Megastar golfer Jordan Spieth was asked to address a bevy of young archers as he was preparing for the FedEx Championship series to begin. He gave what adults would call sound advice. (Mr. Spieth just turned 22.) For example, he advised the youngsters not to cut short their education, as he did.

“‘It wasn’t the smartest choice that I made,’ Spieth said, referring to his decision to drop out of the University of Texas early in his sophomore year to turn pro. ‘I got lucky, and it ended up working out.’

“He cautioned against focusing only on one sport before one’s teenage years. ‘Until I was 12 or 13, I played more baseball than I did golf,’ he said. Spieth mentioned that he had also played football, basketball and soccer. As a result, he said, ‘I learned how to be a teammate, learned how to fall in love with golf as an athlete who plays golf versus being a golfer who tries to be an athlete.’

“Spieth ultimately chose golf, he said, because he was good at it but also because he was an adrenaline junkie who viewed contending in a major on a Sunday as the next-best thing to a free fall to earth lasting two hours.

‘Your blood starts running; you get nervous; you get the adrenaline,” Spieth said. ‘For golf, when that comes up, that exhilarating factor, you have to learn to control that for an extended period of time.’

He added, ‘I’d be somebody who’d go jump out of an airplane because it would get your heart rate going.’ He smiled and said: ‘I don’t recommend that, by the way. For me, the fact you can keep feeling that, learn how to control it and use it to your advantage, that’s something I didn’t find in any other sport.’”

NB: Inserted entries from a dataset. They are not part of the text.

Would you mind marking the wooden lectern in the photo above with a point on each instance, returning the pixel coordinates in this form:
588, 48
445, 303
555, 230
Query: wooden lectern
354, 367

In other words, young Mr. Spieth went into competitive golf because nerves from performance pressure were there. And watching golf, like watching archery, is the sporting equivalent of watching paint dry. They are not what most people would think of as a sport for adrenaline junkies. And we thought competition nerves were a negative factor! Maybe we ought to start viewing them into a positive!